Il tutto ovviamente a scapito degli interessi dei contribuenti e dei diritti dei cittadini, cosa ancora più grave in un contesto nel quale si discute del diritto all'educazione dei nostri figli. Anche in questo caso come spesso accade e come ci racconta A. Polito, editorialista del CorSera in un suo intervento "il pensiero dei promotori del referendum e' viziato da un grande pregiudizio ideologico che confonde la laicità con la discriminazione, per cui dovrebbe essere prerogativa dello Stato fornire il servizio educativo scolastico, mentre è prerogativa dei genitori scegliere a chi delegare l'istruzione dei propri figli."
Ma concentriamoci sui fatti. Il Comune di Bologna destina 35 milioni di euro alle scuole d'infanzia comunali, 665.000 euro alle scuole d'infanzia statali e 1.055.500 di euro alle scuole d'infanzia paritarie, trasferendo pertanto a queste ultime il 2,8% delle proprie risorse mentre queste accolgono il 21% dei bambini bolognesi. Per ognuno dei 5137 bambini che trovano posto nelle scuole d'infanzia comunali il costo per le casse comunali e' di 6900 euro, di 445 euro per ogni bambino che frequenta le scuole d'infanzia statale ( il restante e' a carico dello Stato ), e di 600 euro per ognuno dei 1736 bambini che frequentano le scuole d'infanzia paritaria ( il restante e' a carico delle famiglie ).
E quindi? Perché questo referendum? Non in nome della laicità dello Stato, in quanto le scuole paritarie sono sia laiche che religiose, e neppure per difendere il principio costituzionale della Scuola pubblica visto che la scuola e' pubblica indipendentemente dal soggetto che eroga il servizio. Forse perché se quel milione di euro fosse destinato alle scuole comunali avremmo un servizio migliore? Anche questa ipotesi e' smentita dai fatti, in questo caso infatti il comune riuscirebbe a creare e gestire solo 170 nuovi posti negando a 1580 famiglie la possibilità di accedere alle scuole paritarie con retta agevolata, creando così un'ulteriore discriminazione, rendendo la scuola privata accessibile solo alle famiglie più abbienti.
In conclusione, sebbene il referendum sia solo consultivo, speriamo che i cittadini bolognesi, sempre attenti ai contenuti, focalizzino la propria attenzione sui dati reali, salvaguardando questo esempio di sussidiarietà introdotto dalla Legge n.62 del 10 marzo 2000, che rappresenta una modalità virtuosa, seppure ancora parziale ed insufficiente, di utilizzare le risorse della collettività.

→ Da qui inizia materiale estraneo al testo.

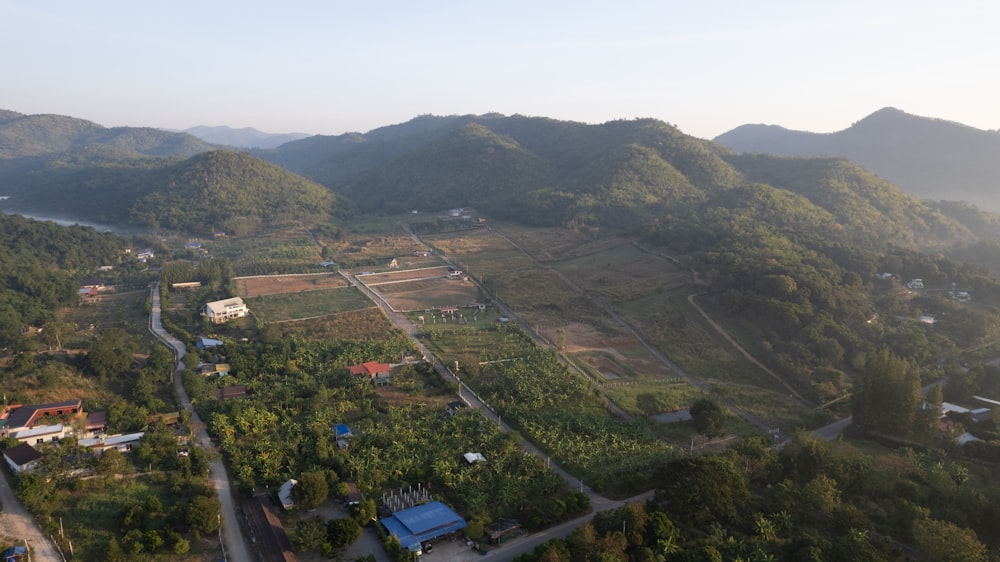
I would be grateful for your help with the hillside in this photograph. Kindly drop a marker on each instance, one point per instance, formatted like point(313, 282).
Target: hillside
point(246, 137)
point(40, 135)
point(229, 191)
point(618, 175)
point(929, 158)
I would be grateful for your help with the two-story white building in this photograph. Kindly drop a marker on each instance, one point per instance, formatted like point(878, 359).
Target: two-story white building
point(220, 312)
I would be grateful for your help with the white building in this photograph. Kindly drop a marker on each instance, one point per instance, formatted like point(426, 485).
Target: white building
point(220, 312)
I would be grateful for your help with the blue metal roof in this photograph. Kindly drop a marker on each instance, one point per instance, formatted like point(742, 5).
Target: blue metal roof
point(421, 523)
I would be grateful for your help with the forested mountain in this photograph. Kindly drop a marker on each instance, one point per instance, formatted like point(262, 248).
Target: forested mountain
point(615, 175)
point(40, 135)
point(229, 191)
point(247, 137)
point(929, 158)
point(40, 264)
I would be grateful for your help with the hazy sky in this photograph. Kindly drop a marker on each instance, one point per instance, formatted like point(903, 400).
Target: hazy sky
point(332, 66)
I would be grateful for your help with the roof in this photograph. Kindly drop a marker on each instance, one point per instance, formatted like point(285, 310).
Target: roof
point(219, 307)
point(203, 343)
point(22, 454)
point(227, 392)
point(111, 440)
point(39, 430)
point(371, 368)
point(97, 420)
point(26, 415)
point(474, 457)
point(341, 430)
point(422, 523)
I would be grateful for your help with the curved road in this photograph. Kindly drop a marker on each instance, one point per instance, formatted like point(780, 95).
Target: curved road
point(234, 544)
point(16, 522)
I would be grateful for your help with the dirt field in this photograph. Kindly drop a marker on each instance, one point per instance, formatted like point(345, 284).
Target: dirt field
point(277, 284)
point(403, 275)
point(428, 293)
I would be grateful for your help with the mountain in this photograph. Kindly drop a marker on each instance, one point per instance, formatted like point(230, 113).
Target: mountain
point(246, 137)
point(618, 175)
point(24, 136)
point(230, 191)
point(929, 158)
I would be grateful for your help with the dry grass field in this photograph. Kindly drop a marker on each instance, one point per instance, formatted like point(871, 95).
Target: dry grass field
point(277, 284)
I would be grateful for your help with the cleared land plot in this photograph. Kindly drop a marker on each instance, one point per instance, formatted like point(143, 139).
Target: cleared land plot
point(307, 304)
point(277, 284)
point(650, 291)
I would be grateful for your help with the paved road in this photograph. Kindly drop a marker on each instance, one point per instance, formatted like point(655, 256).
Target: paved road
point(17, 523)
point(234, 544)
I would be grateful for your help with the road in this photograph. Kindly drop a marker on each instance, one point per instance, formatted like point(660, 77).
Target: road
point(17, 523)
point(234, 544)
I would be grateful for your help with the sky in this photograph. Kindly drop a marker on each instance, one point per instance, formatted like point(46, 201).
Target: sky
point(329, 67)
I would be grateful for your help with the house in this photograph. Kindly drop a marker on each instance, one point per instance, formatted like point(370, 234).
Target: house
point(473, 458)
point(285, 494)
point(205, 343)
point(425, 522)
point(231, 392)
point(17, 417)
point(342, 434)
point(92, 284)
point(96, 425)
point(353, 496)
point(371, 369)
point(122, 442)
point(220, 312)
point(22, 458)
point(454, 407)
point(15, 554)
point(210, 369)
point(88, 294)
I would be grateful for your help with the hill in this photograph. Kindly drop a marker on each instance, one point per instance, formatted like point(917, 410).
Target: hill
point(230, 191)
point(40, 135)
point(247, 137)
point(617, 175)
point(929, 158)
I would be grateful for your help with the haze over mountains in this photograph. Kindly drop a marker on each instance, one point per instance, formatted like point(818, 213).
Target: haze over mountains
point(930, 158)
point(635, 175)
point(246, 137)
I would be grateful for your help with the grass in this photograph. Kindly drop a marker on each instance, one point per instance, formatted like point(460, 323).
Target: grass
point(307, 304)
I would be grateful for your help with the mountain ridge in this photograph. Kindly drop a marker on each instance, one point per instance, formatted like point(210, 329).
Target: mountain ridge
point(928, 157)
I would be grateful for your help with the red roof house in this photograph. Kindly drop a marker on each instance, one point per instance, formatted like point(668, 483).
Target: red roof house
point(372, 369)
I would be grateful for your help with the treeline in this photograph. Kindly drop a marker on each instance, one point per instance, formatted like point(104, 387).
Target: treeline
point(41, 264)
point(813, 500)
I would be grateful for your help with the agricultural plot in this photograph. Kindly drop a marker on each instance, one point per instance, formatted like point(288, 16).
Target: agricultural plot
point(563, 300)
point(283, 307)
point(422, 289)
point(275, 284)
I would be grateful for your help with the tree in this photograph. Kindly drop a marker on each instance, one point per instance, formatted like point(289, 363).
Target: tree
point(945, 541)
point(309, 534)
point(887, 395)
point(702, 490)
point(204, 514)
point(708, 417)
point(312, 490)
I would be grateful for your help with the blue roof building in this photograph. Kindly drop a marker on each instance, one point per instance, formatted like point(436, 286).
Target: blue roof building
point(425, 522)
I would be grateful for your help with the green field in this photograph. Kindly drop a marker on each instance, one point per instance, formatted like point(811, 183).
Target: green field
point(307, 304)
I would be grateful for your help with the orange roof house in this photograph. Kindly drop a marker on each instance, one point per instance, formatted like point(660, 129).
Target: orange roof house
point(372, 369)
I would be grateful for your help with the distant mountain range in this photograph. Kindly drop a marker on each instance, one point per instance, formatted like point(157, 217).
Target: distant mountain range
point(246, 137)
point(930, 158)
point(630, 176)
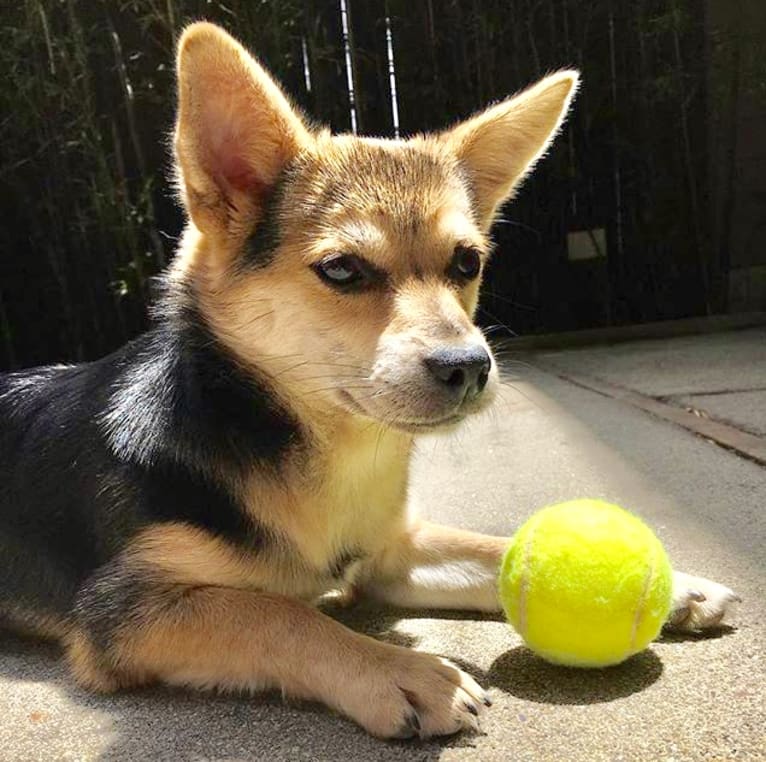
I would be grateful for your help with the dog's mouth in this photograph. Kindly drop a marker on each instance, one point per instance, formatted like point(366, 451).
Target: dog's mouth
point(412, 426)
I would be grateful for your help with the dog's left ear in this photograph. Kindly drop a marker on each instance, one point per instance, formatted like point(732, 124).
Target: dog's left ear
point(500, 146)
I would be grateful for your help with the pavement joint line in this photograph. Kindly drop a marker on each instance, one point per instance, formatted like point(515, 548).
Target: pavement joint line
point(748, 445)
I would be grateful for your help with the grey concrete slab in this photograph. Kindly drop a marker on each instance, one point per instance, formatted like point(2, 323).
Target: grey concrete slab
point(545, 441)
point(745, 410)
point(728, 361)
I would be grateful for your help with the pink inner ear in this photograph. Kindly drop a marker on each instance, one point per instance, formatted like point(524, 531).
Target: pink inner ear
point(234, 170)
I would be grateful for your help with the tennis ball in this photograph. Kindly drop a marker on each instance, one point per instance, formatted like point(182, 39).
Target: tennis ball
point(586, 584)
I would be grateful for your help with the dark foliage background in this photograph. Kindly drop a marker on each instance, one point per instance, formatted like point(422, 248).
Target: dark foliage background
point(86, 105)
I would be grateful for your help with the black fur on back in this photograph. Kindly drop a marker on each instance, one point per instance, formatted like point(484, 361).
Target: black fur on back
point(91, 453)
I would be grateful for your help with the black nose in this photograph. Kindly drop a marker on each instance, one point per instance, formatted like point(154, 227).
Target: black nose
point(464, 370)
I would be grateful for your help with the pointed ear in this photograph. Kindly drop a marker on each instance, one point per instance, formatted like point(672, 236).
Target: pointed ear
point(500, 146)
point(235, 131)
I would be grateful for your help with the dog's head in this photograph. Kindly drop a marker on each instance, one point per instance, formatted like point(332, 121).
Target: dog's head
point(346, 268)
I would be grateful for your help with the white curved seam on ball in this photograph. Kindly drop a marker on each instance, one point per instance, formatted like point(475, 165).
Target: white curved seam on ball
point(642, 601)
point(524, 583)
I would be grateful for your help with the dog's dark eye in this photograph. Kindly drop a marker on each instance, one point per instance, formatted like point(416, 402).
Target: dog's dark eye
point(466, 263)
point(343, 271)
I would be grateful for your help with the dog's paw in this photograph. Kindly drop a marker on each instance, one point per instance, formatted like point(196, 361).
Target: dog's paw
point(699, 603)
point(409, 694)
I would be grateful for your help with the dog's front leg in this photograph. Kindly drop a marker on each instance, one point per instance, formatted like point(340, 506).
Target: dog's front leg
point(133, 626)
point(434, 566)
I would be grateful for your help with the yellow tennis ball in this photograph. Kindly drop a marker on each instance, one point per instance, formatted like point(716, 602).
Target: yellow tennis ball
point(586, 584)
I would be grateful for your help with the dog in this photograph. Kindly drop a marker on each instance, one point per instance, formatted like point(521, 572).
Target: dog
point(170, 513)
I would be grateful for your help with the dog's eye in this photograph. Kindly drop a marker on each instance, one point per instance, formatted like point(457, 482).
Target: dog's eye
point(466, 263)
point(342, 271)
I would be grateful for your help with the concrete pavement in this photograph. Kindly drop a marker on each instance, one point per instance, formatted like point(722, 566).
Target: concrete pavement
point(546, 440)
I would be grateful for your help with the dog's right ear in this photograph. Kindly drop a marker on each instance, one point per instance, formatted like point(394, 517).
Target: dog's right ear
point(235, 131)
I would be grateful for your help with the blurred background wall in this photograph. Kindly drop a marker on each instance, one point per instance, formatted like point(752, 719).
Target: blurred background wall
point(651, 206)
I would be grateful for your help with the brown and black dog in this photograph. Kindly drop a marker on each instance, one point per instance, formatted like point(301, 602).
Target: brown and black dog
point(171, 512)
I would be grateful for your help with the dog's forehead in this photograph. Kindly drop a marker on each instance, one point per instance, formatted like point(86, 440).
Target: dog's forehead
point(404, 184)
point(394, 201)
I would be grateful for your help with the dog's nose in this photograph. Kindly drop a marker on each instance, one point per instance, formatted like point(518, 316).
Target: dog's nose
point(464, 370)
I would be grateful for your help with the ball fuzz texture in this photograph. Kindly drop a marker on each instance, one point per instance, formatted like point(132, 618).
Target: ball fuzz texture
point(586, 584)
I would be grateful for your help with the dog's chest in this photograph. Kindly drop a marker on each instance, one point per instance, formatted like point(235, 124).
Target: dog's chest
point(346, 506)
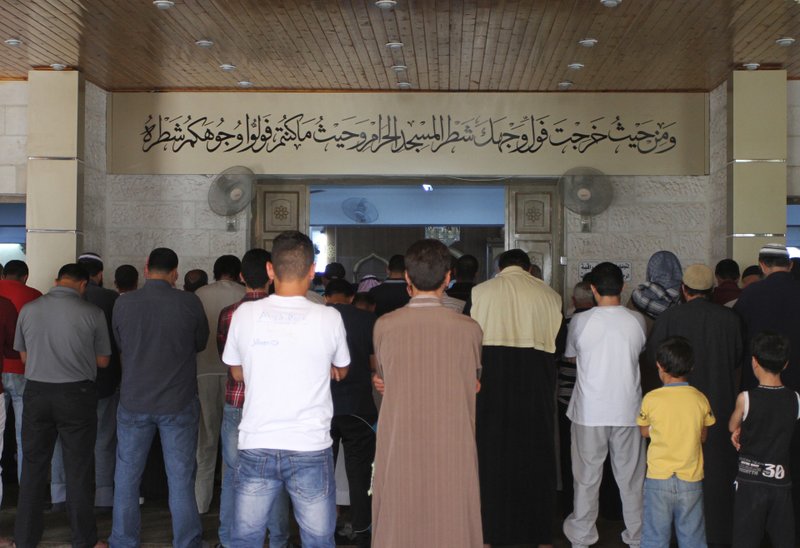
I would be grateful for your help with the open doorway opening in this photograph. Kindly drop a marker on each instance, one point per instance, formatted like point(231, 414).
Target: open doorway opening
point(362, 226)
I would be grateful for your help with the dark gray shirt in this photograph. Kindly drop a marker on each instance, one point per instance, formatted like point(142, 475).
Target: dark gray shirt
point(159, 331)
point(62, 335)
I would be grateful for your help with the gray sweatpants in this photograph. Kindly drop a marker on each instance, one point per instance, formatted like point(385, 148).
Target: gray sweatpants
point(590, 445)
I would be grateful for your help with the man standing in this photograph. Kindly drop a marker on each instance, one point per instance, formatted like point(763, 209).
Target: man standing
point(426, 478)
point(159, 330)
point(286, 349)
point(606, 342)
point(13, 287)
point(62, 340)
point(520, 317)
point(254, 274)
point(354, 410)
point(714, 333)
point(772, 304)
point(212, 373)
point(393, 292)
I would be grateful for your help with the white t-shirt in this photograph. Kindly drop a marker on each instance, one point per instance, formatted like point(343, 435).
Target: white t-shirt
point(606, 341)
point(286, 346)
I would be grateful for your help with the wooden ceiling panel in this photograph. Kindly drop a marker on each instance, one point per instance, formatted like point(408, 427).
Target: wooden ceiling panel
point(450, 45)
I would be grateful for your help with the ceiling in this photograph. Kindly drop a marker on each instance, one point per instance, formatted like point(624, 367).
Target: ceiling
point(449, 45)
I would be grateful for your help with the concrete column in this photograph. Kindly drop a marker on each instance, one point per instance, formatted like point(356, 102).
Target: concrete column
point(55, 173)
point(756, 162)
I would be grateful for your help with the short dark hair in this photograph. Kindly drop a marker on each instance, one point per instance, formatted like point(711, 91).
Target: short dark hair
point(254, 268)
point(727, 269)
point(771, 350)
point(227, 265)
point(774, 260)
point(73, 271)
point(335, 271)
point(126, 277)
point(752, 270)
point(162, 259)
point(467, 267)
point(607, 279)
point(194, 280)
point(292, 255)
point(676, 357)
point(338, 286)
point(15, 270)
point(514, 257)
point(92, 266)
point(397, 263)
point(427, 264)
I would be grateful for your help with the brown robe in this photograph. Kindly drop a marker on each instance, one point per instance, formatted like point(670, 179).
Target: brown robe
point(425, 490)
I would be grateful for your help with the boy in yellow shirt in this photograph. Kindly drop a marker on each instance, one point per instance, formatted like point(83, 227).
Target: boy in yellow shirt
point(676, 418)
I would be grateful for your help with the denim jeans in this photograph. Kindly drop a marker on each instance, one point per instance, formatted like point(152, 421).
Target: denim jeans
point(673, 501)
point(278, 517)
point(135, 432)
point(260, 476)
point(14, 386)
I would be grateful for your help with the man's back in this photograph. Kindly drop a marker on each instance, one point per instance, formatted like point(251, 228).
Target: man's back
point(159, 330)
point(286, 346)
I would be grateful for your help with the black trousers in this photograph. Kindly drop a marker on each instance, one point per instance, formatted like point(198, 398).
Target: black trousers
point(68, 410)
point(358, 440)
point(759, 509)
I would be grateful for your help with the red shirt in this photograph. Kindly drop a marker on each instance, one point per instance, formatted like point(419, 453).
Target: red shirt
point(234, 390)
point(19, 294)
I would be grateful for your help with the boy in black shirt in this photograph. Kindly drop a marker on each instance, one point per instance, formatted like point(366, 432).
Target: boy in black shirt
point(762, 425)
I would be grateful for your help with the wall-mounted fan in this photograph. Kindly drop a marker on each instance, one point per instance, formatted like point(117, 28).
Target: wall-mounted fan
point(230, 192)
point(587, 192)
point(360, 210)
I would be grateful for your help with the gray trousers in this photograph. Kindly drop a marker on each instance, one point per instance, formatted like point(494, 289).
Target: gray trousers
point(590, 445)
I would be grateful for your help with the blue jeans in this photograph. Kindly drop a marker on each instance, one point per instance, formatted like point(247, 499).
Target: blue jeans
point(14, 386)
point(261, 475)
point(278, 517)
point(673, 501)
point(135, 433)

La speranza infine è che lo strumento del Referendum torni ad essere utilizzato, in ambito locale e nazionale, per il proprio scopo originario magari a fronte di alcune modifiche per renderlo più efficace, pensando alla riduzione del quorum e delle firme per la presentazione e all'introduzione del referendum propositivo."